April saw the biggest month-on-month price rise in new to the market properties for over a year and the largest at this time of year since 2016.
The most marked increase was in the family home sector where pressing needs, such as space and school catchment areas, outweigh uncertainty. This sector has consistently outperformed all others with an average 0.7% year-on-year price increase compared to an overall fall of 0.1%.
Family homes are holding their value better than other sectors, coming to the market at asking prices 0.7% higher than a year ago, compared to the national average fall for all properties of 0.1%.
The last time property prices were at their current level was shortly before the Brexit referendum and Rightmove predicted that the Brexit delay, agreed between the UK and European Union last week, could boost spring market activity as short-term economic uncertainty recedes.
‘Wave of relief’
Miles Shipside, Rightmove director and housing market analyst, said: “The rise in new seller asking prices reflects growing activity as the market builds momentum.
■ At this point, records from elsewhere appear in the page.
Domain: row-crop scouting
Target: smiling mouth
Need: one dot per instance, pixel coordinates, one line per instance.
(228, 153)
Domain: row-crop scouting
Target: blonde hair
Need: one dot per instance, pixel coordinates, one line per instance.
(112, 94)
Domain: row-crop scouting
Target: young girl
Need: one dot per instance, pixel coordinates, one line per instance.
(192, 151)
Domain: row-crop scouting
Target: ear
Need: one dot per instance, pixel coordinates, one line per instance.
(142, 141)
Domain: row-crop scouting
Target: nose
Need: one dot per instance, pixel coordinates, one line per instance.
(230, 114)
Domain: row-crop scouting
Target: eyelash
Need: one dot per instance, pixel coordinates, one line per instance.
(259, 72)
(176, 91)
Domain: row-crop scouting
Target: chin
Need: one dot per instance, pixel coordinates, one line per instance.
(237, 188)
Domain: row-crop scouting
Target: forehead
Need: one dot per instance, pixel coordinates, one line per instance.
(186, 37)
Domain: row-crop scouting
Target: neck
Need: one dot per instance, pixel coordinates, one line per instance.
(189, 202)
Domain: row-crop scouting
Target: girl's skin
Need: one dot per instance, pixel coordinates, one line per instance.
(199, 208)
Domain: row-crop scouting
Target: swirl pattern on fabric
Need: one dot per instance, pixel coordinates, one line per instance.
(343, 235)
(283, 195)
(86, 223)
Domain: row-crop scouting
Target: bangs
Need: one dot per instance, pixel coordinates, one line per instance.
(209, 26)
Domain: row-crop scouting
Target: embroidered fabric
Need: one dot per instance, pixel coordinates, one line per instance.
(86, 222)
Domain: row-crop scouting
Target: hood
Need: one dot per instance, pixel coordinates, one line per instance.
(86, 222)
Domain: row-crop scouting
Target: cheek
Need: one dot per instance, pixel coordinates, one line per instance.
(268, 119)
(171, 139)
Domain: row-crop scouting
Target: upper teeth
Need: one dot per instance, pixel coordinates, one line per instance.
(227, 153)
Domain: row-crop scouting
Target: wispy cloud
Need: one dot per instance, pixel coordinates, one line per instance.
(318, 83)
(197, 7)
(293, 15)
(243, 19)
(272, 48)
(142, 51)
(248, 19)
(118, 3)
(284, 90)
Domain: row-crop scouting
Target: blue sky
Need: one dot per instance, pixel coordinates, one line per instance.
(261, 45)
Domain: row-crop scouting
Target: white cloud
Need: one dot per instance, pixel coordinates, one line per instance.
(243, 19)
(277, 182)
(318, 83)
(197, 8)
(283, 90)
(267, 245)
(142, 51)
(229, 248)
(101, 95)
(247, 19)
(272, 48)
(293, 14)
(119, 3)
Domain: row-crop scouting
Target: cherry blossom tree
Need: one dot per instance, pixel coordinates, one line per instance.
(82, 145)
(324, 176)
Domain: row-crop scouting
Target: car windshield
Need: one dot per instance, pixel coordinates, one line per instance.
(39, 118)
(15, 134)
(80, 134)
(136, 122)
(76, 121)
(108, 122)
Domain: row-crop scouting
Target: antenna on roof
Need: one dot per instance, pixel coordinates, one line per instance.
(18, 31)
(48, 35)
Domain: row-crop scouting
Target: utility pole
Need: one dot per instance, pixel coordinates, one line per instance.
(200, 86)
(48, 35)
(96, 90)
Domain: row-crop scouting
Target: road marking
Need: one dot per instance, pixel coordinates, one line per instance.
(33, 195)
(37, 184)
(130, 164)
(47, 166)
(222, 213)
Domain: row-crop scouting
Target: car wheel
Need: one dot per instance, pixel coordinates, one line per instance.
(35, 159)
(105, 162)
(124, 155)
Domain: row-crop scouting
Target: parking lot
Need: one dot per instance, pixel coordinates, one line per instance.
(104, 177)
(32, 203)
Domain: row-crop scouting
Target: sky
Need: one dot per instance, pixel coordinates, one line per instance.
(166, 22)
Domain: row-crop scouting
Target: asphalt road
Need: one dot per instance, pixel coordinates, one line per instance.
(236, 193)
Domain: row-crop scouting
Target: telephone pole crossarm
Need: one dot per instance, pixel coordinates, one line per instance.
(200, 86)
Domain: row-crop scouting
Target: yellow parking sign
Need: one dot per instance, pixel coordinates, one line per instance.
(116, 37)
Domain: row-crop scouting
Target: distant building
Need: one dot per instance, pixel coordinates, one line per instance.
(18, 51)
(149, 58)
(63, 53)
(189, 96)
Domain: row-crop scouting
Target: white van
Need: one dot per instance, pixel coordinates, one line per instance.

“However, on average, properties are still coming to the market at slightly lower prices than a year ago. It’s one of the most price-sensitive markets that we’ve seen for years, with buyers understandably looking for value or for homes with extra quality and appeal that suit their needs.
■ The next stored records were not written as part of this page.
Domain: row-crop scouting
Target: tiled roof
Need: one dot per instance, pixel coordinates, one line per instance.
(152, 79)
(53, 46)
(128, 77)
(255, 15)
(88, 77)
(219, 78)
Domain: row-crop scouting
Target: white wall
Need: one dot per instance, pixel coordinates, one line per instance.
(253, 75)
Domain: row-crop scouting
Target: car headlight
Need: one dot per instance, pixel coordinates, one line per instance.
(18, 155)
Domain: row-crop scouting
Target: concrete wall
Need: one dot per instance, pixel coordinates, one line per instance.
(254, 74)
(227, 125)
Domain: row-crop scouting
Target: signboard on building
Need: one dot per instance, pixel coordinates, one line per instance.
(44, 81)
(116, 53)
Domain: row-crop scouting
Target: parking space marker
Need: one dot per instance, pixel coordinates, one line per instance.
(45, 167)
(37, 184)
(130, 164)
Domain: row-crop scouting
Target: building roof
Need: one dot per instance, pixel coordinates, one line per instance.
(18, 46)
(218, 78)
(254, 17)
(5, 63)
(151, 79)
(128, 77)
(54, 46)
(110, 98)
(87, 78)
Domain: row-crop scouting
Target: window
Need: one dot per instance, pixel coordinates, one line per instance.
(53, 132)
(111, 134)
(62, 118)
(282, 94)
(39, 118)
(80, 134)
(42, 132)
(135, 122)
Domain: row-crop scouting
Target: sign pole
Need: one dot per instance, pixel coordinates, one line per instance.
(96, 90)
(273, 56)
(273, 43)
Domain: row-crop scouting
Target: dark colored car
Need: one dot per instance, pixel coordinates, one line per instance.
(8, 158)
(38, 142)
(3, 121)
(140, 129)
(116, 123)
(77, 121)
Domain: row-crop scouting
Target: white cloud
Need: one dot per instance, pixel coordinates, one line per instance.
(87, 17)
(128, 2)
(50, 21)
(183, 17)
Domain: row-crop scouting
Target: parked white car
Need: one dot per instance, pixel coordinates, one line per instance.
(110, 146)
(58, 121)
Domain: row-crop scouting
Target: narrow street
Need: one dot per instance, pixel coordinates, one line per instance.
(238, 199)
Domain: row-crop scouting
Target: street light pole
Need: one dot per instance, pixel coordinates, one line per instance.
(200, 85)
“No doubt there are still a lot of twists and turns to come, but this (Brexit) extension could give hesitating home movers encouragement that there is now a window of relative certainty in uncertain times. We are not anticipating an activity surge, but maybe a wave of relief that releases some pent-up demand to take advantage of static property prices and cheap fixed-rate mortgages.”
He added that March 2019 was the busiest ever month for Rightmove’s website which received more than 145m visits.
Back to business as usual?
Jeremy Leaf, north London estate agent and a former Royal Institution of Chartered Surveyors residential chairman, said: ‘On the face of it, the Rightmove increases look fairly spectacular but asking prices are rising due to a shortage of stock – this is down to supply and demand.
“When you look beyond the numbers it is apparent that they include the 50 per cent of homes that don’t sell as well as those that do. Asking price is a marketing tool, not a valuation, so this is a useful guide to market movements, not least because the survey is now long-established and around 90 per cent of all estate agents subscribe to it.”
Others, however, were more upbeat.
Bruce King, Director of Cheffins estate agents in Cambridge said: “We’re certainly seeing an uplift in activity as we come into the spring and summer months. The best way to describe the sentiment in the market at the moment is ‘bored of Brexit;’ fed up with sitting on their hands, sellers are now looking to get on with their lives and move house and buyers are looking to secure somewhere new.”
Nick Leeming, chairman of Jackson-Stops, said: “With Brexit delays becoming somewhat of a blur, buyers across the country are getting back to business as usual. However, with demand currently far outweighing supply, buyers, particularly those in the family homes market, have become frustrated at the lack of new homes coming to market. This greater competition has resulted in upward pressure on prices.”